Dutiful, reticent, humble before God – and not a banker
The virtues for which Her Majesty the Queen has been praised this week, on the 60th anniversary of her accession to the throne, are most illuminating for being so out of tune with the manner of the age: service, commitment, discretion, loyalty, resilience and – odd though it may be to say it of a monarch – modest, and not just in her use of breakfast Tupperware. Above all there is the sense of duty, or what her own mother called “your devoir”.
This is not the occasion on which to mirror those virtues with the ingrained vices of contemporary society. But it is interesting to contrast them with the self-absorbed short-termist individualism of our times which – for all the widespread rhetorical lamentation – shows no sign of going away. This week we had Sir David Higgins, the chief executive of the partly-public Network Rail, announce he would waive a possible £340,000 bonus this year. But it is not one-year waivers we need so much as a reformation of culture.
What the Queen shows is that the ideal of public service is not so much old-fashioned as timeless. The “culture of responsibility” which the Labour leader Ed Miliband appealed is not something that needs to be re-invented so much as re-discovered. And there is the Queen as the embodiment of it.
The Bishop of Norwich, the Rt Revd Graham James, had an interesting reflection on that in Thought for the Day on Monday, the actual anniversary of the day on which the 26-year-old princess discovered, far away in Kenya, that she had become Sovereign. He referred to the criticisms that were made in 1955 of the young Queen’s lack of modernity by the controversialist journalist John Grigg, then Lord Altrincham.
Criticising the young Queen’s speeches he said that “the personality conveyed by the utterances which are put into her mouth is that of a priggish schoolgirl captain of the hockey team”. Lord Altrincham wanted less of the reticence and restraint the nation has so come to value and more of the “feelings and passion” which have come to plague our self-indulgent times.
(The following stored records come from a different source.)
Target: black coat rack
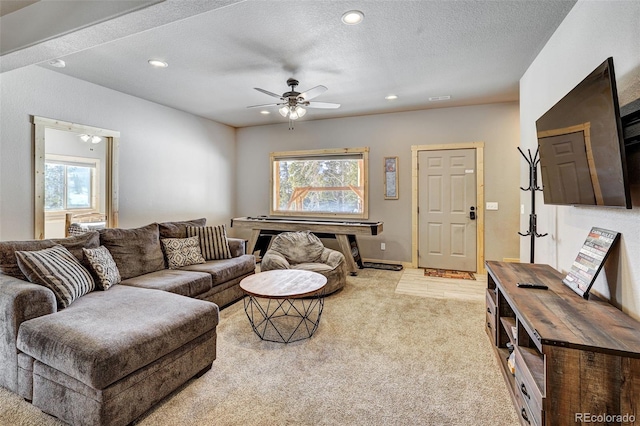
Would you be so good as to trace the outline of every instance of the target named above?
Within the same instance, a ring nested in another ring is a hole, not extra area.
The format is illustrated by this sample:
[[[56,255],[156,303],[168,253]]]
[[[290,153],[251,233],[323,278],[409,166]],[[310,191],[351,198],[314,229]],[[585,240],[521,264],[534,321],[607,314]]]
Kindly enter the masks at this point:
[[[524,157],[524,160],[529,164],[529,187],[520,187],[523,191],[531,191],[531,213],[529,214],[529,230],[525,233],[518,232],[523,237],[531,238],[531,250],[530,250],[530,263],[533,263],[536,250],[536,238],[544,237],[547,234],[538,234],[538,224],[536,217],[536,191],[542,191],[542,188],[538,186],[538,164],[540,163],[540,156],[538,149],[536,149],[535,155],[531,156],[531,150],[528,149],[529,156],[527,157],[524,152],[518,147],[518,151]]]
The young Queen took no notice but instead stuck to the vow in which she offered in a broadcast to the people of the Commonwealth. “My whole life,” she said, “whether it be long or short, shall be devoted to your service and the service of our great imperial family.”
The empire may have passed away, but – as the Queen becomes the second longest-serving monarch in British history after Victoria – the service has not. It has taken immense strength of character which has weathered difficulties including her self-proclaimed “annus horribilis” of 1992 and the death of her daughter-in-law in 1997 when not just the monarch but the monarchy seemed momentarily to wobble.
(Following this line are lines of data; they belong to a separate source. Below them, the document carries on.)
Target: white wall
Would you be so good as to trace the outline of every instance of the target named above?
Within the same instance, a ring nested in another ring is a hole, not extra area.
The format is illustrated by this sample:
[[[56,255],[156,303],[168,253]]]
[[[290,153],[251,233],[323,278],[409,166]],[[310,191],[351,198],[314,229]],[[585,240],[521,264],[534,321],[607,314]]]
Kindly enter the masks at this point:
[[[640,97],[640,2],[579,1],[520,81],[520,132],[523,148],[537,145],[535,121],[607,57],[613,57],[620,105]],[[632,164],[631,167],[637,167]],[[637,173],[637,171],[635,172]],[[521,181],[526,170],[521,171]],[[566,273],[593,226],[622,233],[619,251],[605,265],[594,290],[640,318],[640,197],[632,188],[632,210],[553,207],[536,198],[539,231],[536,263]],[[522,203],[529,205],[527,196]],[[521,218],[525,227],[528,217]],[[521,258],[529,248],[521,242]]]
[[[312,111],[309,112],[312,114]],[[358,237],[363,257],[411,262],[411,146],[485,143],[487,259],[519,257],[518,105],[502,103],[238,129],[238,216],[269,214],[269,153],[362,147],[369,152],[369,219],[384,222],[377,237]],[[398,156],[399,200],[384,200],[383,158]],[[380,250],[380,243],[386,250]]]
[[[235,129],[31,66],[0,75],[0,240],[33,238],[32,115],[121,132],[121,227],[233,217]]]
One of the themes which has emerged – quietly but persistently in recent days, as those who know the monarch personally have paid their understated tributes to the media – has been the extent to which her faith has underpinned that sense of service. Hers is a sacramental role; apart from the Pope she is the only Christian monarch who has been anointed to her task. But that faith is not ceremonial but deep and personal.
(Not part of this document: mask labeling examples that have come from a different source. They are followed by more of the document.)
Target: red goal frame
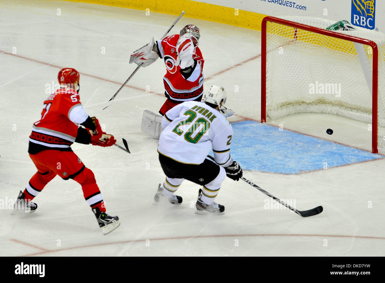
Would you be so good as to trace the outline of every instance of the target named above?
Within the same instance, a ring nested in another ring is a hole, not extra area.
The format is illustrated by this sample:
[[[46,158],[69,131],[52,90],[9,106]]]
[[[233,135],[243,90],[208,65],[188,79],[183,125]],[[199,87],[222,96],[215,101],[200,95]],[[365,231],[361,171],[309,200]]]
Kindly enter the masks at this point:
[[[348,35],[346,34],[334,32],[327,30],[323,30],[306,25],[296,23],[283,19],[273,17],[266,17],[262,21],[261,46],[261,122],[266,122],[266,26],[268,22],[275,23],[284,25],[291,27],[296,29],[303,30],[309,32],[319,33],[332,37],[344,39],[357,43],[368,45],[372,47],[373,51],[373,95],[372,101],[372,152],[378,153],[377,148],[377,123],[378,95],[378,50],[377,44],[368,39]]]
There is a theology to that, as the bishop pointed out in his Thought. He referred to something of which I had never heard, the Christian “the doctrine of reserve” which insists that our deepest beliefs should not be aired lightly or loosely in a setting which would not allow justice to be done to their profundity. It is not to do with secrecy but appropriateness and honour, which is why the Queen tends to air the subject only once a year in her increasingly personal Christmas messages. To those other virtues we should add humility before God. She will be a hard act to follow.